Islam was having difficulty deciding the lines of succession from the great prophet and one of the families which suffered a falling out was the Omayyads. What could have been the last remaining prince of the line found his way to Cordoba to establish a emirate at least ostensibly answering to the Caliph is Damascus. Communications weren’t all that great in that day so the Emir had far more freedom than was probably appreciated in the far distant capital. This enterprising survivor was the first Abdar Rahman and he was the father of a long line of rulers who, at times, were quite brilliant.
This is the ground work laid down for the dawning of a Renaissance that occurred much earlier than taught under that name; the beginnings were in the 10th century.
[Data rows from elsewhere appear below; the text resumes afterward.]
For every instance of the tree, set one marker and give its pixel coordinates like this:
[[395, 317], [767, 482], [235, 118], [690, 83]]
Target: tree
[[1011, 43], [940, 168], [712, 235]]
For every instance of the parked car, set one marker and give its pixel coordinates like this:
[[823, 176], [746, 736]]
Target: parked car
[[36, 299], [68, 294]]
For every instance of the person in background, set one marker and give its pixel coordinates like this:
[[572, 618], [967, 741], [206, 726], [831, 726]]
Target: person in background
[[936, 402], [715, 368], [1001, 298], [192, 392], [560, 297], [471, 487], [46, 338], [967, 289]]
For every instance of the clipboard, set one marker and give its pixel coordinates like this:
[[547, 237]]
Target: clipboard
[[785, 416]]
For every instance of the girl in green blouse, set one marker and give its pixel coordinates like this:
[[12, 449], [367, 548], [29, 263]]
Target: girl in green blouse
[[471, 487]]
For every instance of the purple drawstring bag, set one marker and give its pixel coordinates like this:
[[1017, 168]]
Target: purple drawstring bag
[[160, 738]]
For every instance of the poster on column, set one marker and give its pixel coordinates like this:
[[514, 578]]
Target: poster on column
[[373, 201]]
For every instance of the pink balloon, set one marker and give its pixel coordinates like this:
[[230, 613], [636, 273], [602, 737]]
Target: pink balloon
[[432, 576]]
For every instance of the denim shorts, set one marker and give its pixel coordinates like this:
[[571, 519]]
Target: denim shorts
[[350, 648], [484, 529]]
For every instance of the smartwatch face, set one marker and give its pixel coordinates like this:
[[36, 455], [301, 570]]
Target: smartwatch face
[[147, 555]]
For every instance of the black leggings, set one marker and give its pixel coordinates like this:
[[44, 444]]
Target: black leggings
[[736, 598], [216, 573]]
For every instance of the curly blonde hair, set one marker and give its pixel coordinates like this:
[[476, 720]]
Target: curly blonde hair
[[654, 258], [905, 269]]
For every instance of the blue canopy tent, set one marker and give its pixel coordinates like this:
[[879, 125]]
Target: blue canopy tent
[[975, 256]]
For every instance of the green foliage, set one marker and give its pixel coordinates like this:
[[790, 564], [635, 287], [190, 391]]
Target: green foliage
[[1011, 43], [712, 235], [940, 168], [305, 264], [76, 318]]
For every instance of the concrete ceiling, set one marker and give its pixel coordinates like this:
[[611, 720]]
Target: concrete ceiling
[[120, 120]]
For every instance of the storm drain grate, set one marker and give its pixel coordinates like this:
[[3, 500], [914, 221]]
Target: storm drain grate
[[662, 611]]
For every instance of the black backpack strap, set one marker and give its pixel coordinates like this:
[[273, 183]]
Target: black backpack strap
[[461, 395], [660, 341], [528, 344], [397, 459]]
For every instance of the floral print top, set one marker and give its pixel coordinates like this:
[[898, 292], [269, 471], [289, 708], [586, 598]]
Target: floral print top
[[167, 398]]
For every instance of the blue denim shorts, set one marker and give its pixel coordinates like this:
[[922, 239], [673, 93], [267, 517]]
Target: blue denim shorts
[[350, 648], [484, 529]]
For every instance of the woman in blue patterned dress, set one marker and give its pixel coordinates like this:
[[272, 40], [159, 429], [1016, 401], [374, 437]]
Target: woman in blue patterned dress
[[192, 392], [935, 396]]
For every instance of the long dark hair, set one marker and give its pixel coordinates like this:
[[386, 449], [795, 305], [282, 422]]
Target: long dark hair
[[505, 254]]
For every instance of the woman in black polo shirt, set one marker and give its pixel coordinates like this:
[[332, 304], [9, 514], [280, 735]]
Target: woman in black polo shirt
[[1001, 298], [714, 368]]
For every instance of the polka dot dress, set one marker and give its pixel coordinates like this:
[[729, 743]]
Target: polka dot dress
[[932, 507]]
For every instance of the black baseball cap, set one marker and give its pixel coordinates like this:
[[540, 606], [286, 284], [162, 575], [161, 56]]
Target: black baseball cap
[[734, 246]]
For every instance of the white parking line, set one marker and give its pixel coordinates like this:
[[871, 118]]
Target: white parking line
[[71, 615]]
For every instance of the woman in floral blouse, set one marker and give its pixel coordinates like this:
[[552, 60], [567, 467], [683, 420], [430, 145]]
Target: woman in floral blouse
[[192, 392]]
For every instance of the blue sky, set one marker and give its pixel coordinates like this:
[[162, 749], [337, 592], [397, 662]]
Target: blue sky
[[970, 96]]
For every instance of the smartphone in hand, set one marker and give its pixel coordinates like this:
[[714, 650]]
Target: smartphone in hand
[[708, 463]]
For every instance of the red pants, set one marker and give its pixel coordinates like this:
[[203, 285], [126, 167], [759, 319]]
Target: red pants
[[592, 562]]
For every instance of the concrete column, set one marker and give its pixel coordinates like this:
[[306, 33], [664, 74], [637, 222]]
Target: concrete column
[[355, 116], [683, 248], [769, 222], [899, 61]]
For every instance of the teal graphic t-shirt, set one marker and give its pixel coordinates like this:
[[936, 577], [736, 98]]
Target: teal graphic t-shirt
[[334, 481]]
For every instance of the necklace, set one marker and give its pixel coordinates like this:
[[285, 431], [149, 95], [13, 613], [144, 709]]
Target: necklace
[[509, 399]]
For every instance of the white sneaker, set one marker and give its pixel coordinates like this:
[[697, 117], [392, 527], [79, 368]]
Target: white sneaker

Granted, there were stops and starts, wars and weak, inattentive rulers, but many were men who sought to bring education and economic health to their kingdoms. Their rule was tolerant to both Christians and Jews and, in fact, both prospered well. Europe became a stable place and prosperity was reaching the lowest of the low. No one went hungry. The arts, sciences, medicine, and education were available to all. Non-Muslims were taxed but not persecuted and, in fact, the Muslim judges went out of their way to foil the martyrdom yearnings of many young Christian fanatics. Sadly, not all took the hint. It was, indeed, a tolerant and wealthy kingdom.
Bendiner describes the political maneuverings of the kingdom, the search for writings from all over the known world to be translated into Arabic (lost when a later regime purged the library). He tells of the legends of Jews who traveled the world as merchants. They returned to Cordoba with much that fueled the economy of Andalusia. With dry wit, Bendiner reports the follies and foibles of monarch and subject alike. Eventually, this lovely paradise was desired too greatly by those that would use it and abuse it. But, for a shining century, the plains of Spain nurtured a kingdom built on the talents of all of its people.
The author’s bibliography is provided in a narrative form. This is extremely helpful because he describes the history as it has been provided. As is the usual case, most of the written record has been preserved by persons with an agenda. His mission was to describe the Caliphate not as a Christian, Muslim or Jew, but as an historian; watching the workings of successful and visionary rulers “When Arabs and Jews Built a Kingdom in Spain.”
It you want to know more about history but just can’t swallow those dates and places and people things; this type of adventure could be just the thing. It’s a very different perspective on a time in history when minds were allowed to explore and create and society found some small bit of justice.